At one end of the spectrum, browsers support signed X.509 certificates, with root of trust certificates shipped in the browser. Great for amazon.com but useless for us, because we don't have signed X.509 certificates. At the other end is HTTP Basic Auth, where a box pops up and asks for username and password. For various reasons, HTTP Basic Auth security is the equivalent of a box of valuables in the hallway with a sign on it, "Please take no more than one item". It is security under the assumption that everyone is honest.

The short of it: use an isolated password for svn. Definitely not the one you use for on-line banking. And worse, you have to ask the administrator of the svn server to change your password.

Soapbox: There are other reasons besides the lack of link privacy that HTTP Basic Auth is not a trustworthy protocol. Microsoft's Sharepoint, at least as I have seen it used for UM's "UMShare", wraps HTTP Basic Auth inside a link level encryption (SSL) and seems to consider the protocol's defects addressed. I do not believe this is so, and I warn our computer science students about trusting too much UMShare. Do not use an important password on UMShare, and do not use its security to protect something you can't stand to have made public.

The reason for this distrust is that since HTTP has no native notion of a session, the credentials you give your browser to access UMShare using the HTTP Basic Auth protocol will be released to the UMShare server from then on to every page on UMShare, subject to some rules that want to error on the side of convenience, not security. (For instance, I have found that even after "Browser Reset" and "Empty Cache" Camino still remembers HTTP Basic Auth credentials.)

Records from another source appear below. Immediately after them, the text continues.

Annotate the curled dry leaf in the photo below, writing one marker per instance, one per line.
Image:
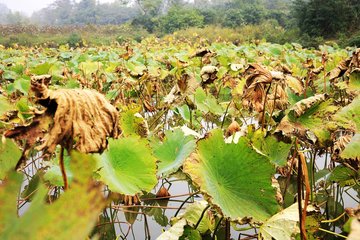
(300, 107)
(232, 129)
(82, 119)
(341, 142)
(163, 193)
(185, 86)
(278, 99)
(346, 66)
(208, 74)
(201, 52)
(339, 70)
(254, 91)
(294, 84)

On a proper webapp, a session entity is created. At the initiation of the session, your credentials are presented to an authentication subsystem and exchanged for an opaque session key. This key is presented in a regulated fashion to, and only to, the webapp requiring it, during that session. For example, for many of UM's other web services, the Centralized Authentications System, a.k.a. CAS, is the subsystem which helps webapps exchange credentials for session keys. Under this scenario, you have to come to the judgement that CAS is trustworthy and that the specific webapp you have authenticated is trustworthy, to conclude that the system is trustworthy. Under those two clear and limited assumptions, you can move ahead with confidence.

Under HTTP Basic Auth, such as UMShare, your raw credentials are being sprayed across the UMShare webservice, and you need to trust every page, and every developer of every page, with your password, raw and pure and unencrypted, before you can feel confident in the service. I just don't think this is a reasonable assumption.

History of Subversion

Although source control is important, there are few open source source-control systems available. The first source control system was SCCS, written in 1972 by Marc J. Rochkind at Bell Labs. It was ported to unix and is still part of Unix today. I have never used it. I have used its successor, RCS, which was written for unix in 1982 by Walter Tichy. That was supplanted by CVS, written in 1986 by Dick Grune. CVS is used by many important open source projects such as FreeBSD. To compile FreeBSD I sync my sources to the original files on a remote CVS server, build and install.

People complain about CVS. Subversion was a replacement for CVS intended to make fewer people unhappy.